Clients trace input/output/memory

If you want to log the input/output and the memory passed to client invoke you should set the env variable

DATAPIZZA_TRACE_CLIENT_IO=TRUE

default is FALSE

Manual Span Creation

For more granular control, create spans manually:

from opentelemetry import trace
from datapizza.tracing import ContextTracing

tracer = trace.get_tracer(__name__)

with ContextTracing().trace("trace_name"):
    with tracer.start_as_current_span("database_query"):
        # Database operation
        data = fetch_from_database()

    with tracer.start_as_current_span("data_validation"):
        # Validation logic
        validate_data(data)

    with tracer.start_as_current_span("business_logic"):
        # Core business logic
        result = process_business_rules(data)

Adding External Exporters

The tracing module uses in-memory storage by default, but you can easily add external exporters to send traces to other systems.

Create the resource

First of all you should set the trace provider

from opentelemetry.sdk.resources import Resource
from opentelemetry.sdk.trace import TracerProvider
from opentelemetry.sdk.trace.export import BatchSpanProcessor, SimpleSpanProcessor
from opentelemetry.semconv.resource import ResourceAttributes

resource = Resource.create(
   {
       ResourceAttributes.SERVICE_NAME: "your_service_name",
   }
)
trace.set_tracer_provider(TracerProvider(resource=resource))

Zipkin Integration

Export traces to Zipkin for visualization and analysis:

pip install opentelemetry-exporter-zipkin

After setting the trace provider you can add the exporters

from opentelemetry import trace
from opentelemetry.exporter.zipkin.json import ZipkinExporter
from opentelemetry.sdk.trace.export import SimpleSpanProcessor
from opentelemetry.sdk.resources import Resource
from opentelemetry.semconv.resource import ResourceAttributes

zipkin_url = "http://localhost:9411/api/v2/spans"
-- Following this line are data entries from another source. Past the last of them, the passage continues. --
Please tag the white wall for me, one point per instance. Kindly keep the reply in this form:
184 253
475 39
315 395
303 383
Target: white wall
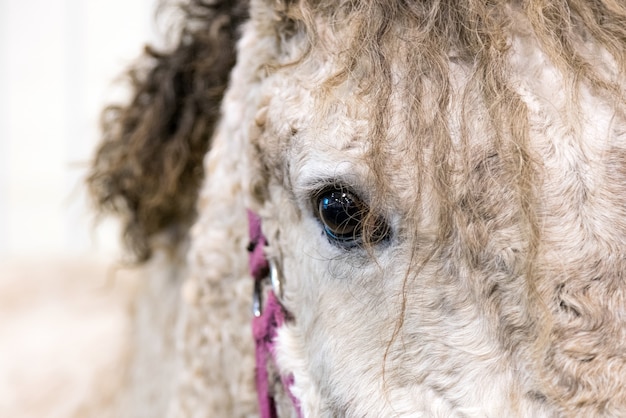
58 59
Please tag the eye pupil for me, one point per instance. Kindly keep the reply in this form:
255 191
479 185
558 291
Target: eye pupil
341 215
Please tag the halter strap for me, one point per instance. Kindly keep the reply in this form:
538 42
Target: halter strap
265 323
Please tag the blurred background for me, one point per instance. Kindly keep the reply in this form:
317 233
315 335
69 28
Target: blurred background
63 299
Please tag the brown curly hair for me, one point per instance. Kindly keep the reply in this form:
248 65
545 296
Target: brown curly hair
148 167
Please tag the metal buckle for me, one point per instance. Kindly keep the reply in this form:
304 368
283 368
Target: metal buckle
276 280
276 284
257 298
zipkin_exporter = ZipkinExporter(
    endpoint=zipkin_url,
)

tracer_provider = trace.get_tracer_provider()

span_processor = SimpleSpanProcessor(zipkin_exporter)
trace.get_tracer_provider().add_span_processor(span_processor)

# Now all traces will be sent to both in-memory storage and Zipkin

OTLP (OpenTelemetry Protocol)

Export to any OTLP-compatible backend (Grafana, Datadog, etc.):

from opentelemetry.exporter.otlp.proto.grpc.trace_exporter import OTLPSpanExporter
from opentelemetry.sdk.trace.export import BatchSpanProcessor

from opentelemetry.sdk.resources import Resource
from opentelemetry.semconv.resource import ResourceAttributes

otlp_exporter = OTLPSpanExporter(
    endpoint="http://localhost:4317",
    headers={"authorization": "Bearer your-token"}
)

span_processor = BatchSpanProcessor(otlp_exporter)
trace.get_tracer_provider().add_span_processor(span_processor)

Performance Considerations

  • Use BatchSpanProcessor for external exporters in production
  • Set reasonable limits on span attributes and events
  • Monitor memory usage with many active traces
# Production configuration
from opentelemetry.sdk.trace.export import BatchSpanProcessor

# Batch spans for better performance
batch_processor = BatchSpanProcessor(
    exporter,
    max_queue_size=2048,
    schedule_delay_millis=5000,
    max_export_batch_size=512,
)

trace.get_tracer_provider().add_span_processor(batch_processor)